En 1793, Jean Dubos achète le moulin 13000 livres. Son fils Dominique prend sa suite puis trois générations de filles. Puis mon père et moi-même assureront son fonctionnement. Sept générations de notre famille s'y sont succédé.
La chute d'eau ne pouvant faire tourner que deux meules, l'électricité pouvant la remplacer, mon père joint au moulin une petite minoterie. Nous sommes en 1931. A cette époque on cuisait toujours le pain à la ferme, la demande en farine est très importante.
Dans les années 50 les choses changent, les fermières ne cuisent plus leur pain, le travail diminue et les petits moulins ferment leurs portes. Une page est tournée.




Le moulin d'origine possède 2 paires de meules. Les "tournantes" sont entraînées par une chute d'eau qui tombe sur le rouet.

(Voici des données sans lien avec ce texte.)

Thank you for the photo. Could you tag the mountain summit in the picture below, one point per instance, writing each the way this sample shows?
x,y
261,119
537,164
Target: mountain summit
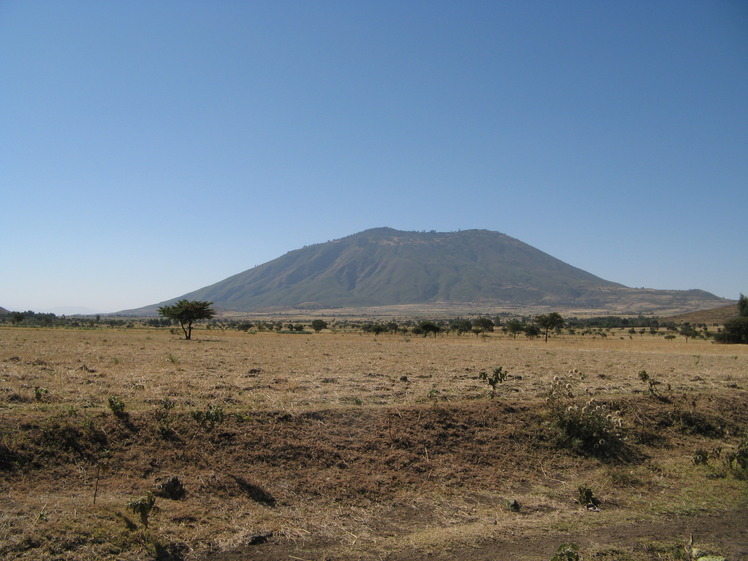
x,y
387,267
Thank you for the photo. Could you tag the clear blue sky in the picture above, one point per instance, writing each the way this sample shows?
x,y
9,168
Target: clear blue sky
x,y
150,148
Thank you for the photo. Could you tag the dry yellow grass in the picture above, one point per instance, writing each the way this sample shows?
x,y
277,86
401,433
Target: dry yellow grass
x,y
374,447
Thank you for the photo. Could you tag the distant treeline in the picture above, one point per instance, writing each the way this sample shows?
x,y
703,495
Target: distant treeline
x,y
529,326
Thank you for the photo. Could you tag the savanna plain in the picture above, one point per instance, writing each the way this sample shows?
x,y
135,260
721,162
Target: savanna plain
x,y
135,444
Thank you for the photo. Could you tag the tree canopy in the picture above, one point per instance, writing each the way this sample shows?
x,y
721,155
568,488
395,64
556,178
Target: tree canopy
x,y
187,312
546,322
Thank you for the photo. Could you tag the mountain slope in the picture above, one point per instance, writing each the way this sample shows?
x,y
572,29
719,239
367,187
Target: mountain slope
x,y
386,267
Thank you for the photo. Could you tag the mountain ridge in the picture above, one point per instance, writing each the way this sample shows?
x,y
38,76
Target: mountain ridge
x,y
384,267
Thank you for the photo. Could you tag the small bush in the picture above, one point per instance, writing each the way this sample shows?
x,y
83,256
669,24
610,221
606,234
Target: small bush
x,y
117,406
586,497
143,507
498,376
209,418
592,429
567,552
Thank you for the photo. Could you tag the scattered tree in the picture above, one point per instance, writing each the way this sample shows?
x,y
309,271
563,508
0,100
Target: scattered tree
x,y
425,327
187,312
318,325
735,330
743,306
513,327
483,324
546,322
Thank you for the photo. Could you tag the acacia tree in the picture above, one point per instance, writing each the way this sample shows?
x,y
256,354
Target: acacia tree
x,y
187,312
546,322
743,306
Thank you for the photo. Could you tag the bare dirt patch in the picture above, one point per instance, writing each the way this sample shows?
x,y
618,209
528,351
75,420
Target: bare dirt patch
x,y
350,446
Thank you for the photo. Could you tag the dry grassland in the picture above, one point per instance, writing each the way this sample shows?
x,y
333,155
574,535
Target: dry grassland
x,y
351,446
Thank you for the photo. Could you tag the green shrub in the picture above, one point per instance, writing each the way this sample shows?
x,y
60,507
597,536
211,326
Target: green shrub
x,y
591,429
117,406
210,417
143,507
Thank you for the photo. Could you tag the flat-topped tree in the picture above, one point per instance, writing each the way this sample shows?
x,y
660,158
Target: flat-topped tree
x,y
186,312
546,322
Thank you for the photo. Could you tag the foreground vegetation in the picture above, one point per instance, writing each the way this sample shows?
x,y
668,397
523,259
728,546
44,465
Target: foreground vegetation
x,y
349,442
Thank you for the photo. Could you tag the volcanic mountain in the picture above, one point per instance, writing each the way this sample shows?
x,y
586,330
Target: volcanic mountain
x,y
385,267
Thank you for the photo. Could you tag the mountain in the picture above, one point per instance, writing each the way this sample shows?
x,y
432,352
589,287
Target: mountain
x,y
386,267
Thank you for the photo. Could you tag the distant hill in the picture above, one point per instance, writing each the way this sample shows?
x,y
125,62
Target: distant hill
x,y
386,267
714,316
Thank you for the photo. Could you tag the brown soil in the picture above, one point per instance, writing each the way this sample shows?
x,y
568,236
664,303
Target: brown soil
x,y
340,446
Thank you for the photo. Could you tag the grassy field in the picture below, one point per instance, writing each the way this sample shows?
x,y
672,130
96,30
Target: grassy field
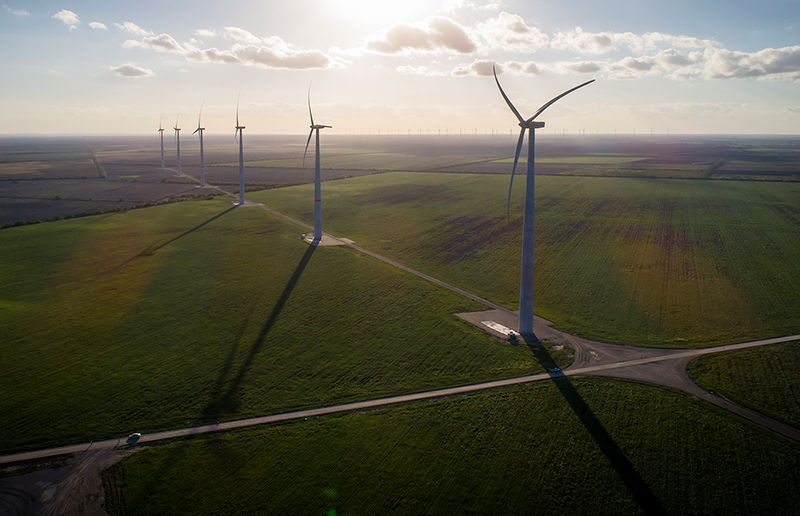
x,y
583,446
765,379
633,261
172,315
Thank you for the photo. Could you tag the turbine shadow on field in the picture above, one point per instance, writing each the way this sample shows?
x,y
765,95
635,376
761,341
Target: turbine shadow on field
x,y
155,247
632,479
226,402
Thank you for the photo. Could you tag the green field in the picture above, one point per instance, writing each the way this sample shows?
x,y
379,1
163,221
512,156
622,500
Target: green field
x,y
176,314
635,261
583,446
765,379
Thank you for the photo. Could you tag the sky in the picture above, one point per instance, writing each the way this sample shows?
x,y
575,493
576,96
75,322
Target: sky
x,y
400,66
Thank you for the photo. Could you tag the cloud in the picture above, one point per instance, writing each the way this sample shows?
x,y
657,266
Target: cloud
x,y
433,34
582,66
160,43
16,12
770,63
205,33
132,72
481,68
510,32
133,29
263,52
241,35
68,17
529,68
420,70
594,43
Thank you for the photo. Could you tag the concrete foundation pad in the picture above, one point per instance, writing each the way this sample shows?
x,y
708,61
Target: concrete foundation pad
x,y
326,240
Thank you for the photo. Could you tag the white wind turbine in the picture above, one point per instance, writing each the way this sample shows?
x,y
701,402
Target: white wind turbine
x,y
161,131
202,162
241,154
178,140
317,179
526,275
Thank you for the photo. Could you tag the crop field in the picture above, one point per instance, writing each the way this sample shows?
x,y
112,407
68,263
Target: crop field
x,y
176,314
766,379
583,446
632,261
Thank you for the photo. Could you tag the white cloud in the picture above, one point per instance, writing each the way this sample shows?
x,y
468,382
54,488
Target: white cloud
x,y
770,63
433,34
16,12
241,35
481,68
160,43
510,32
264,53
529,68
133,29
595,43
68,17
132,72
420,70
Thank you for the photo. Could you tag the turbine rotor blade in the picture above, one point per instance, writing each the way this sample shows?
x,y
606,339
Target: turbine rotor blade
x,y
304,152
516,113
551,102
309,105
513,169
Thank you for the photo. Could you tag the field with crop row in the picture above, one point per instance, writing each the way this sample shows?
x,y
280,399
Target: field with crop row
x,y
583,446
172,315
765,379
633,261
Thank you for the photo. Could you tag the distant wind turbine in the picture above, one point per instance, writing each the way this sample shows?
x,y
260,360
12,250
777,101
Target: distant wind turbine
x,y
241,153
178,140
161,131
202,162
317,178
526,275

La minoterie fontionne soit avec la chute d'eau qui lance la turbine, soit avec un moteur électrique indépendant. Là le grain est écrasé au cours de huit passages entre les cylindres. Puis la mouture est tamisée. Cela se fait au travers de douze plansichters. La farine est plus blanche et plus fine.
De grands changements sont intervenus au cours du XXème siècle. Les machines sont de plus en plus performantes ainsi que les transports. Des sacs de farine chargés sur les dos de mulets, on passe au transport par camion citerne de plusieurs tonnes où la farine coule en vrac.